Just gone into second year? Student Rebecca tells us how she made the most of it!
- Utilise the Academic Tutor system
As you know from first year your tutor is there for both academic and pastoral support, although when your tutor meetings come around it can be hard to think what to say. In first year my tutor meetings took the form of a friendly catch up on how the year was progressing, however during second year I learnt to really utilise the relationship built with my tutor. I would email my tutor to arrange meetings when an issue arose, or I needed help in a particular module – this help was absolutely invaluable. The changes to the tutor system this year has seen the introduction of academic tutors and their ability to refer pastoral issues to the student welfare team.
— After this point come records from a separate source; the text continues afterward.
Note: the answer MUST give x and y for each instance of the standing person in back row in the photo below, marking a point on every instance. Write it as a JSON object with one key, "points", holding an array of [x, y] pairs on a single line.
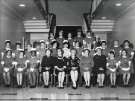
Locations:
{"points": [[99, 66], [60, 39]]}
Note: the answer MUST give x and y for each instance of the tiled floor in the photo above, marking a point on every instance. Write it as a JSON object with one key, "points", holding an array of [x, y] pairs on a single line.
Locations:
{"points": [[92, 94]]}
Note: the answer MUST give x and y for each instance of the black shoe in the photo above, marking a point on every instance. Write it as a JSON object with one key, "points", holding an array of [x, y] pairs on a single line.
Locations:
{"points": [[62, 87]]}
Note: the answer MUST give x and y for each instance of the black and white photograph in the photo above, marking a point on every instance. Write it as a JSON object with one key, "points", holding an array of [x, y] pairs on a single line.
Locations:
{"points": [[67, 50]]}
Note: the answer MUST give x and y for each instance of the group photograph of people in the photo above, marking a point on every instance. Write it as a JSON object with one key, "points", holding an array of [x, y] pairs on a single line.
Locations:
{"points": [[66, 61]]}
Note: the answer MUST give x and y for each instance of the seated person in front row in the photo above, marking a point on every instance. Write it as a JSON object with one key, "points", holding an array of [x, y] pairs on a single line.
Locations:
{"points": [[74, 68], [47, 65], [112, 66], [7, 65], [60, 66], [125, 67], [20, 67], [99, 66], [86, 65]]}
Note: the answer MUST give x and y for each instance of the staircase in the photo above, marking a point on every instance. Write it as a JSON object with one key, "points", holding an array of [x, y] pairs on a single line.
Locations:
{"points": [[67, 29]]}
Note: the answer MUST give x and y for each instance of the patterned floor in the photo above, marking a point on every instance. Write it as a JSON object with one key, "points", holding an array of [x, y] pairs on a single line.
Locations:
{"points": [[82, 94]]}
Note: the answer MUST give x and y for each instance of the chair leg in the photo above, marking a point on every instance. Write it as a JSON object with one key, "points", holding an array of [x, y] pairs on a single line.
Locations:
{"points": [[51, 80], [67, 79]]}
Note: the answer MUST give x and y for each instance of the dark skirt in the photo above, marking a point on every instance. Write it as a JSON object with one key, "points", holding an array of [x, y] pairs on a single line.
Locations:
{"points": [[45, 70], [96, 70]]}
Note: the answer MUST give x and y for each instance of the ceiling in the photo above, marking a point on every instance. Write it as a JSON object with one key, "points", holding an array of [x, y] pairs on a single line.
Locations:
{"points": [[28, 12], [108, 10]]}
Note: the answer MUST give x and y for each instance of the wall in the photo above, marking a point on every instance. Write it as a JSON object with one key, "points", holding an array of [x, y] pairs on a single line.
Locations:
{"points": [[11, 26], [125, 25], [69, 12]]}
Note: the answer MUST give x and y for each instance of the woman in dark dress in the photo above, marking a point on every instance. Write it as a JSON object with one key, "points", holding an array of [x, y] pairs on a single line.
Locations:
{"points": [[7, 64], [46, 65], [112, 66], [99, 66], [33, 62], [125, 67], [60, 66], [60, 39], [74, 65], [86, 65], [21, 65]]}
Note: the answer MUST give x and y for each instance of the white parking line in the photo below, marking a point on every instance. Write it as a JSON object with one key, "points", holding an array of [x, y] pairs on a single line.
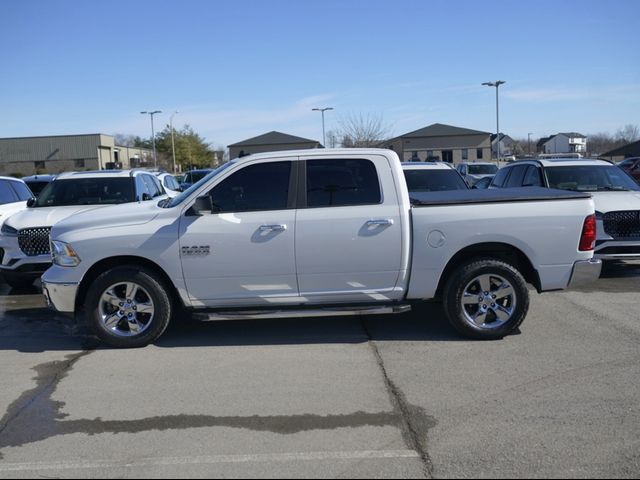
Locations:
{"points": [[209, 459]]}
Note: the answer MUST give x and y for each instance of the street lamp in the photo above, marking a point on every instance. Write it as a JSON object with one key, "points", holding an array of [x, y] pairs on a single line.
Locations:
{"points": [[173, 145], [496, 84], [322, 110], [153, 136]]}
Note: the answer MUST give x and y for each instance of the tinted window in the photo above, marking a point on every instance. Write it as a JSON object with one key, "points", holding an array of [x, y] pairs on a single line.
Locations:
{"points": [[433, 180], [517, 176], [263, 186], [501, 177], [482, 169], [37, 186], [590, 178], [170, 182], [7, 195], [153, 186], [86, 191], [342, 182], [23, 192], [532, 177]]}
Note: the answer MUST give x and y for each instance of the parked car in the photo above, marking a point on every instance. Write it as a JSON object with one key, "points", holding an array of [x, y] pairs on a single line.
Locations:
{"points": [[314, 233], [170, 184], [36, 183], [14, 194], [482, 183], [432, 177], [616, 196], [24, 237], [474, 171], [192, 176], [632, 167]]}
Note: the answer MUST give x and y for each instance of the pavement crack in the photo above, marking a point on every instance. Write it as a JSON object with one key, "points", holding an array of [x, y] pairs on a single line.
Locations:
{"points": [[415, 423]]}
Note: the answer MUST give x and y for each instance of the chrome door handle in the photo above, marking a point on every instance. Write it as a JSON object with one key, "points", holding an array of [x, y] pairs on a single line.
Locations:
{"points": [[382, 222], [273, 228]]}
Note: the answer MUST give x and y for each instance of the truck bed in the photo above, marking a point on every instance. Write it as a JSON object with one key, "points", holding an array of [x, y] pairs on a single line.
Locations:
{"points": [[498, 195]]}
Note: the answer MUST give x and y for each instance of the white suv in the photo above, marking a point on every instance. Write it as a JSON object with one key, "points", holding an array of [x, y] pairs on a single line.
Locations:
{"points": [[24, 238], [615, 193]]}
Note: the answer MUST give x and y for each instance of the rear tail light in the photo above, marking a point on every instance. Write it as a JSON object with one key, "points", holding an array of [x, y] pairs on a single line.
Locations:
{"points": [[588, 237]]}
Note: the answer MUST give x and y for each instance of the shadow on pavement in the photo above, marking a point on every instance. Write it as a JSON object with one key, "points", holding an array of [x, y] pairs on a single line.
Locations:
{"points": [[39, 329]]}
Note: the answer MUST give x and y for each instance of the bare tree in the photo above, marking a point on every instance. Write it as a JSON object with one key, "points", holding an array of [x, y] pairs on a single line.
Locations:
{"points": [[628, 134], [362, 131]]}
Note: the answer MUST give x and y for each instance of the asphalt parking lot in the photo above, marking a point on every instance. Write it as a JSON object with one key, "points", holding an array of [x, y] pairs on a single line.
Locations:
{"points": [[369, 397]]}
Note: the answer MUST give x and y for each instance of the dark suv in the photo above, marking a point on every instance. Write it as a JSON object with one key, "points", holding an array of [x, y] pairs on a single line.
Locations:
{"points": [[632, 167]]}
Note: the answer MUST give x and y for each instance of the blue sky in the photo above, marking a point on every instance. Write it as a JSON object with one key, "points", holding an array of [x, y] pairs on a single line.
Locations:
{"points": [[237, 69]]}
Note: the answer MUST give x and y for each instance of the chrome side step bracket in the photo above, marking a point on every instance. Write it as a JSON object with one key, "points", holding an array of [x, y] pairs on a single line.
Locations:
{"points": [[302, 313]]}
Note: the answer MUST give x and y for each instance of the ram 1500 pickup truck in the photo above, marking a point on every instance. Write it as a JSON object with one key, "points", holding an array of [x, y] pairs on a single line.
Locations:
{"points": [[315, 233]]}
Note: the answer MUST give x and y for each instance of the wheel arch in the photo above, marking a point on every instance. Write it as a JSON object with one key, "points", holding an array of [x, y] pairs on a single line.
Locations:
{"points": [[500, 251], [126, 261]]}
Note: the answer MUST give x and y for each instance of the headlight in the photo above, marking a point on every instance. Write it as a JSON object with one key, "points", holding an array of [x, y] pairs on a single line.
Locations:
{"points": [[63, 254], [7, 230]]}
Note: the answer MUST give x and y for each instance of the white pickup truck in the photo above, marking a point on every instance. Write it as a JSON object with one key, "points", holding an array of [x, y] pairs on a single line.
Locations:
{"points": [[316, 233]]}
Read more here: http://student.reading.ac.uk/essentials/_study/academic-tutors.aspx .
Similar to this, I also learnt the benefit of lecturer’s ‘office hours’, essentially a time to drop in and ask questions on areas you may be unsure on after the lecture. This is particularly useful during exam season, although possibly rather busy with other students doing the same– therefore I would recommend seeking out help during term time when the questions arise.
- Pull on 1st year knowledge
Often the structure of a course will include introductory modules in first year to then be built on during second year. Therefore not only is it assumed you have the knowledge of your first year modules but you may also be required to actively use said knowledge. Daunting – as I know I can forget everything I have learnt the second an exam finishes! Thus bringing your books/notes from first year to uni, and reviewing the content before building on it will be hugely beneficial. During second year revision I actually did practice questions from my first year books, to build myself up and ensure I thoroughly understood the underlying principles.
- Learn to Prioritise and ‘Balance’
Balance seems to be the buzz-word of our generation – too much of anything can be a bad thing, and we are constantly told you should eat, exercise, work and live in ‘moderation’. But what does that all mean?
Second year bridges the ‘first year doesn’t count’ / ‘you only need 40% to pass’ attitude of first year, and the stresses of dissertation and final year exams in third year.
Thus now is the time to decide how much time and effort you want to allocate to studying, and socialising. Achieving your desired grade this year will alleviate some of the pressure for your final year, so do your future self a favour and work hard today. There is plenty of support advice available on Essentials: http://student.reading.ac.uk/essentials/_study/study-support.aspx.
I hope these tips will provide you with a little help and guidance, good luck in second year!